Validation the prognostic ability of the 8-lncRNA signature in the validation cohort
In order to confirm the power of the 8-lncRNA signature in predicting the OS of TNBC patients without gBRCAm, we validated our results in the entire cohort. By utilizing the same classification method, patients were classified into a high-risk group (N = 49) and a low risk group (N = 49). Consistent with previous findings, patients in the high-risk group revealed significantly worse OS compared to the low-risk group (P =0.0068, Figure 2B). And for 1, 5, 8 years survival times, the AUC of the 8-lncRNA signature in the entire cohort were 0.785, 0.790 and 0.892 respectively (Figure 3B). It indicated that the prognostic ability 8-lncRNA signature is highly sensitive and specific, and also time-dependent.
Functional enrichment analysis of lncRNA-related mRNAs
Based on the mRNA expression data from the TCGA database, 531 mRNAs were found to be closely related 8-lncRNA signature using the Pearson correlation with |COR|> 0.3 and P< 0.05 as the cutoff (Supplementary Table S2). The top ten related mRNA were CALML6, BRICD5, ADCK5, C10orf143, GLI4, FBXL6, KIFC2, CDCP2, CCDC154, TSTA3 with COR＞0.46.The functions of those mRNAs were analysis in the Metascape. The top 20 clusters of significantly enriched terms are shown in Figure 4. The most significant term was GO:0034660 (ncRNA metabolic process), which included 26 genes: CDK9, BRF1, POLR2J, SNAPC4, RRP1, CPSF4, RRS1, BOP1, PTCD1, CPSF1, SIRT7, SRRT, YBEY, EXOSC4, DDX4, DDX56, INTS11, OSGEP, DUS1L, TUT1, MRM1, ELL3, PUS1, CTU1, TRMT61A, TYW3.The top five GO biological process included ncRNA metabolic process, mRNA 3'-end processing, snRNA metabolic process, regulation of DNA repair, oxidoreduction coenzyme metabolic process. The KEGG analysis revealed that these genes mainly involved in mRNA surveillance pathway, Sulfur relay system, Phototransduction, ABC transporters.More details about the enriched terms and genes were shown in Supplementary TableS3.
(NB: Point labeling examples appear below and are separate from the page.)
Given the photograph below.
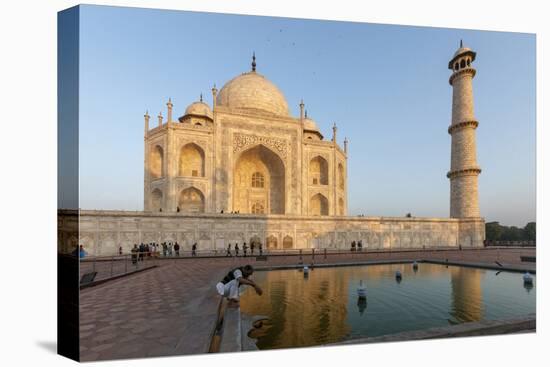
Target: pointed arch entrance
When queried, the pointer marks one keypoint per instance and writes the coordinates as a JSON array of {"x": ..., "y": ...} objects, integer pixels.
[
  {"x": 259, "y": 182},
  {"x": 191, "y": 200}
]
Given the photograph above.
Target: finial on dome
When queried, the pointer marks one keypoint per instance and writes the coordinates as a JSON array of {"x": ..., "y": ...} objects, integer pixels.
[
  {"x": 169, "y": 105},
  {"x": 146, "y": 120},
  {"x": 345, "y": 145}
]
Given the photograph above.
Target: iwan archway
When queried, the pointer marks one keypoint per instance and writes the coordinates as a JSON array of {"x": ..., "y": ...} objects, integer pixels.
[{"x": 259, "y": 182}]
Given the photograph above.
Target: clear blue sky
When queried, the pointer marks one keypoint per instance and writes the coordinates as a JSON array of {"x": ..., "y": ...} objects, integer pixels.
[{"x": 385, "y": 86}]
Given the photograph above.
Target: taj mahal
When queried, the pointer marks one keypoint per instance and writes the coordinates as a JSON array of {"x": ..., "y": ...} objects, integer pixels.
[
  {"x": 243, "y": 169},
  {"x": 247, "y": 155}
]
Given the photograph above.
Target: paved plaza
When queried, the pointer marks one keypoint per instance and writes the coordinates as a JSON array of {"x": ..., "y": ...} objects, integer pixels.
[{"x": 172, "y": 309}]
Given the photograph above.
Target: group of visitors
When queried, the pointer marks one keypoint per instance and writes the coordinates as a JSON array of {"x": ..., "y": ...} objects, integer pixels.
[
  {"x": 153, "y": 249},
  {"x": 357, "y": 246},
  {"x": 245, "y": 249},
  {"x": 232, "y": 212}
]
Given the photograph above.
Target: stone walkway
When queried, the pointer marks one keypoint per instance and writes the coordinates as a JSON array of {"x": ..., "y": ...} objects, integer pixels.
[{"x": 172, "y": 309}]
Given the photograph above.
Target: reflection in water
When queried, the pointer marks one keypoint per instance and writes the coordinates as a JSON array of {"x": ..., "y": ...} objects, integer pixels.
[
  {"x": 466, "y": 302},
  {"x": 325, "y": 308},
  {"x": 361, "y": 305}
]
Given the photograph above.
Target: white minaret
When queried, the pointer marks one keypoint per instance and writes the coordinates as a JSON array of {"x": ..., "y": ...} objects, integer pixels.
[{"x": 464, "y": 169}]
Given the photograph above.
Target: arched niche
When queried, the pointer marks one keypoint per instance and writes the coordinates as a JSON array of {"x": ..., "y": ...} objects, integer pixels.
[
  {"x": 156, "y": 162},
  {"x": 191, "y": 161},
  {"x": 191, "y": 200},
  {"x": 341, "y": 177},
  {"x": 156, "y": 200},
  {"x": 318, "y": 205},
  {"x": 318, "y": 171},
  {"x": 259, "y": 180},
  {"x": 287, "y": 242},
  {"x": 341, "y": 206}
]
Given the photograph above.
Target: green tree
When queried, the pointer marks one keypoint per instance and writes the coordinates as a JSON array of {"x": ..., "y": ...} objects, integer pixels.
[
  {"x": 493, "y": 231},
  {"x": 530, "y": 231}
]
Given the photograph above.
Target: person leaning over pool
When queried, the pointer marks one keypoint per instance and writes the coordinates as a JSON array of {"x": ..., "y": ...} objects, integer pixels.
[{"x": 229, "y": 286}]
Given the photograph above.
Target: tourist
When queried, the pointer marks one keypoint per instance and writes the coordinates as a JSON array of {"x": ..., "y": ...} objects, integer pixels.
[
  {"x": 229, "y": 286},
  {"x": 141, "y": 251}
]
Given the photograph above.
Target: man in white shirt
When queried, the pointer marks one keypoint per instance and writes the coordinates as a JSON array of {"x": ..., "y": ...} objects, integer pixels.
[{"x": 229, "y": 286}]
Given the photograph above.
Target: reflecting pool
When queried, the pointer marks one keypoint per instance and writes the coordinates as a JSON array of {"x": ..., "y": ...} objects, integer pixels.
[{"x": 323, "y": 307}]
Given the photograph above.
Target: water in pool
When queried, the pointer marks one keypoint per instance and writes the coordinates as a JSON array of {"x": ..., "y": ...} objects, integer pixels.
[{"x": 324, "y": 307}]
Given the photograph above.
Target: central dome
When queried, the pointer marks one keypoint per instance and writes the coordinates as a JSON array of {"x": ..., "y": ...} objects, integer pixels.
[{"x": 252, "y": 91}]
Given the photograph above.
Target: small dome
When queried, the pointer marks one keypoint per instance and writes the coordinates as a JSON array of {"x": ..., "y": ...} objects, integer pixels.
[
  {"x": 199, "y": 109},
  {"x": 310, "y": 125},
  {"x": 253, "y": 91},
  {"x": 462, "y": 50}
]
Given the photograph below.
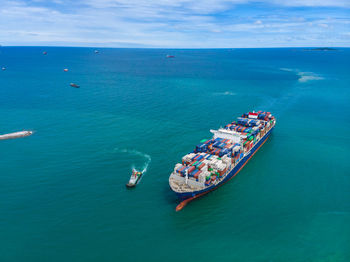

Overexpression of lncRNAs TONSL-AS1 and HAGLROS in triple-negative breast cancers without gBRCAm and its clinical significance
To gain general insights on the clinical association of lncRNAs TONSL-AS1 and HAGLROS in triple-negative breast cancers without gBRCAm, qPCR was used to determine the expression level of these lncRNAs in 30 breast cancer samples and their paired adjacent non-tumorous tissues. The results showed that overexpression of lncRNAs TONSL-AS1 and HAGLROS (defined as a greater than 10-fold increase in tumor tissue) were observed in 10/30 (33.3% for lncRNA TONSL-AS1) and 16/30 (53.3% for lncRNA HAGLROS) of the primary breast tumors (Figure 5; P<0.0001).
Clinicopathological association analysis found that overexpression oflncRNAs TONSL-AS1 (Table4) and HAGLROS (Table 5)were significantly associated with patient prognosis, tumor grade and invasion.